Sports and entertainment stars long on good looks and talent have always been celebrated and acquired riches.

Jennifer Lopez, Kathy Ireland, Wayne Gretzky, Michael Jordan, O.J. Simpson, Joe Namath and Jaclyn Smith come to mind.

Before Gulbis, the golf world had Laura Baugh.

Hockey has Sidney Crosby.

Baseball has Johnny Damon.

Car racing has Danica Patrick.

"I love all that stuff, too,'' said Gulbis, who added the ESPN audience jumped 108 per cent this year when she was in contention.

"I love big galleries. But I've got an incredible amount of support and the LPGA Tour is in such a good state right now. With Annika, Juli and some of the young stars there's such a cool mix out there."

The Gulbis story is not one of overnight fame and riches.

Natalie Anne Gulbis was born Jan. 3, 1983, in Sacramento.

She lives today in Las Vegas, where she initially moved for tax purposes and because her golf coach, Butch Harmon -- Tiger's coach until their fallout -- is based there.

Her father, John, worked for the Sacramento County Probation Department, while her mother Barbara is purchasing director at a medical laboratory in Sacramento.

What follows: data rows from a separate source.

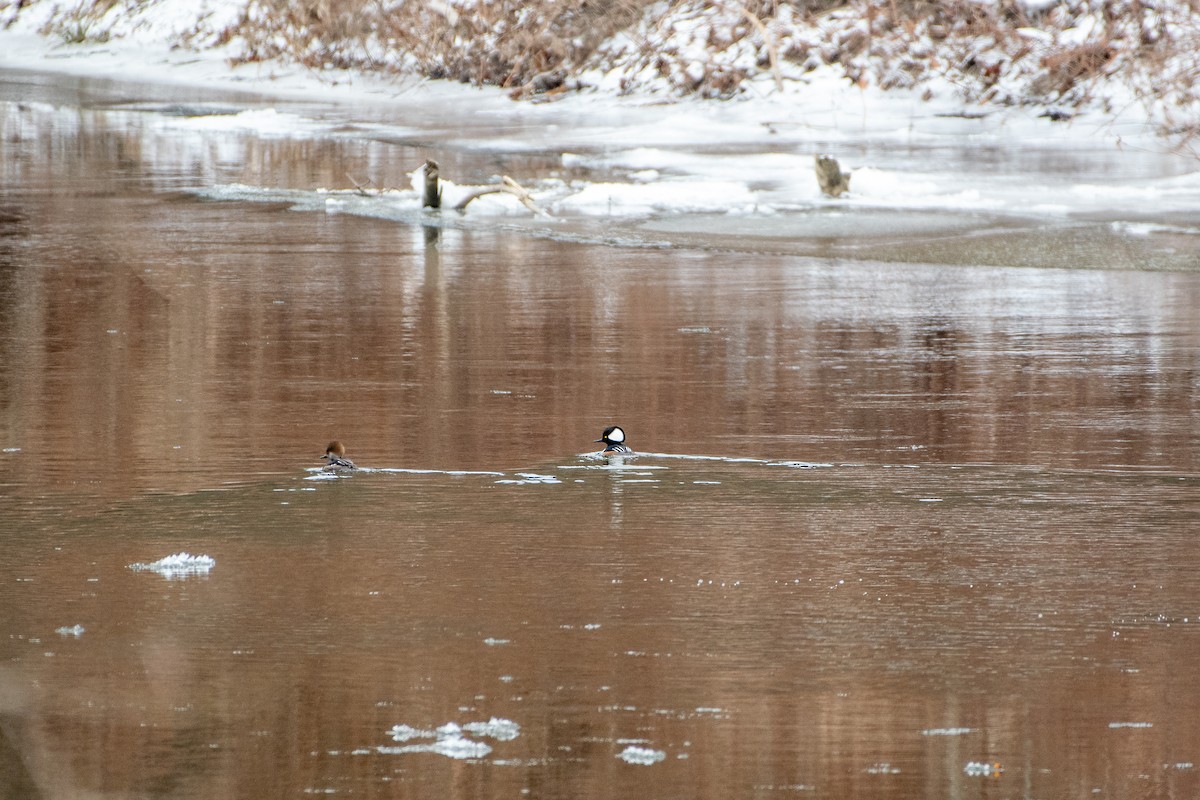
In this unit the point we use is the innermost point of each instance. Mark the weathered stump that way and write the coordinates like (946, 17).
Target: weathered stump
(831, 179)
(432, 191)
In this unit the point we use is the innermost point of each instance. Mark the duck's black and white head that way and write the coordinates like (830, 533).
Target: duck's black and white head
(335, 453)
(613, 439)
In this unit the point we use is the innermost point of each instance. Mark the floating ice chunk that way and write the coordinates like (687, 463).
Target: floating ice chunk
(982, 769)
(180, 565)
(403, 733)
(496, 728)
(449, 739)
(529, 477)
(641, 756)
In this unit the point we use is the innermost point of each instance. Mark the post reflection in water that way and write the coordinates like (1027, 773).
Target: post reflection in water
(933, 536)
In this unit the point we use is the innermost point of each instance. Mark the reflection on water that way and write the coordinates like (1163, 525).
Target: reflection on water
(941, 542)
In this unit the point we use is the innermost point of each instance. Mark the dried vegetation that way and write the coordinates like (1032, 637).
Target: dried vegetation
(1061, 55)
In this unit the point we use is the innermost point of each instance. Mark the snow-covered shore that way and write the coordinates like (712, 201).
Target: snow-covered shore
(684, 167)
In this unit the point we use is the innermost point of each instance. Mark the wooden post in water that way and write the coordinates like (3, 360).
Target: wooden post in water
(831, 179)
(432, 191)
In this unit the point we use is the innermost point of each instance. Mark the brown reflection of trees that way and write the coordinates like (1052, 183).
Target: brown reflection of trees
(159, 342)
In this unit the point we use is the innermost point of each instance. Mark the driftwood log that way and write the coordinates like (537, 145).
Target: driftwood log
(831, 179)
(508, 186)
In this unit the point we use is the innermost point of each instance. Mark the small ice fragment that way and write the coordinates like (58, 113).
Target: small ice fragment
(496, 728)
(641, 756)
(981, 769)
(529, 477)
(180, 565)
(403, 733)
(882, 768)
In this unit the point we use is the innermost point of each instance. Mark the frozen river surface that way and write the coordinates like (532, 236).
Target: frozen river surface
(916, 515)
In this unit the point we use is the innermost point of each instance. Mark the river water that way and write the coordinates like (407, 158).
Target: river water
(906, 528)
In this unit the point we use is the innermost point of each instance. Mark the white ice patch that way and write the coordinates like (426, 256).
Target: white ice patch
(642, 199)
(641, 756)
(449, 739)
(529, 477)
(983, 769)
(263, 122)
(180, 565)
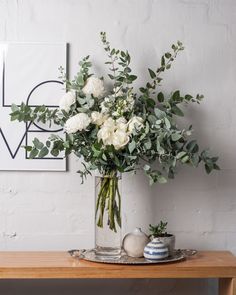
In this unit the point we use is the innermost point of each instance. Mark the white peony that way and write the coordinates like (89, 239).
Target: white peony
(114, 133)
(67, 100)
(120, 139)
(135, 123)
(121, 124)
(98, 118)
(118, 91)
(94, 86)
(76, 123)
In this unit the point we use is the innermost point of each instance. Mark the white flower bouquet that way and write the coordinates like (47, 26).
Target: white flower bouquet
(114, 129)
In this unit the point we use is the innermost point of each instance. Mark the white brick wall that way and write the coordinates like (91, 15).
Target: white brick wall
(41, 211)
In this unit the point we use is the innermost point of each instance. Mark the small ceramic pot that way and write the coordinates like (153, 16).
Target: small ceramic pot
(156, 250)
(134, 243)
(169, 241)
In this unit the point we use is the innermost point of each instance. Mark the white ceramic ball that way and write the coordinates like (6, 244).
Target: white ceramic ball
(134, 243)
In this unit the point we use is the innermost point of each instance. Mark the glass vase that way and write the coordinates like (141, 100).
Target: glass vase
(108, 238)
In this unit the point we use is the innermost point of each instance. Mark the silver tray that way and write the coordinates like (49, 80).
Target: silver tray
(90, 255)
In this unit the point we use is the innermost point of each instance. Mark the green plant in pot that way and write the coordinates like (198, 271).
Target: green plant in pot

Natalie played her first golf shots at the age of four.

She won her first tournament by the age of seven.

She was breaking par by the time she turned 10.

In 1996, as a 13-year-old, she

finished second in the California women's amateur.

The same year, she became the youngest player ever to qualify for an LPGA event.

At 14, she won the amateur title.

As a high school student, Gulbis played on the boys' golf team and was a member of the school gym and swim teams,

but excelled academically,

graduating when she was only 16.

Her golf career took off when she went to the University of

Arizona, where she was a first team all-American in 2001 and was the U.S. Amateur medallist in 1998.

This will be the second visit to London for Gulbis.

In May, she was among seven LPGA players Canadian National Railway paid to play the course at a private function.

"It was very nice and in great shape,'' she says.

"I hope they play it as difficult as possible because I like tough courses, like open courses, when par is a good score.

"I hope they have an Open setup. Make it like a Canadian Open."

Gulbis didn't particularly care for such huge greens, but said

at least they're not big and

flat.

"There are sections you need to be on," she said. "The one quality I like is each green is like four little greens."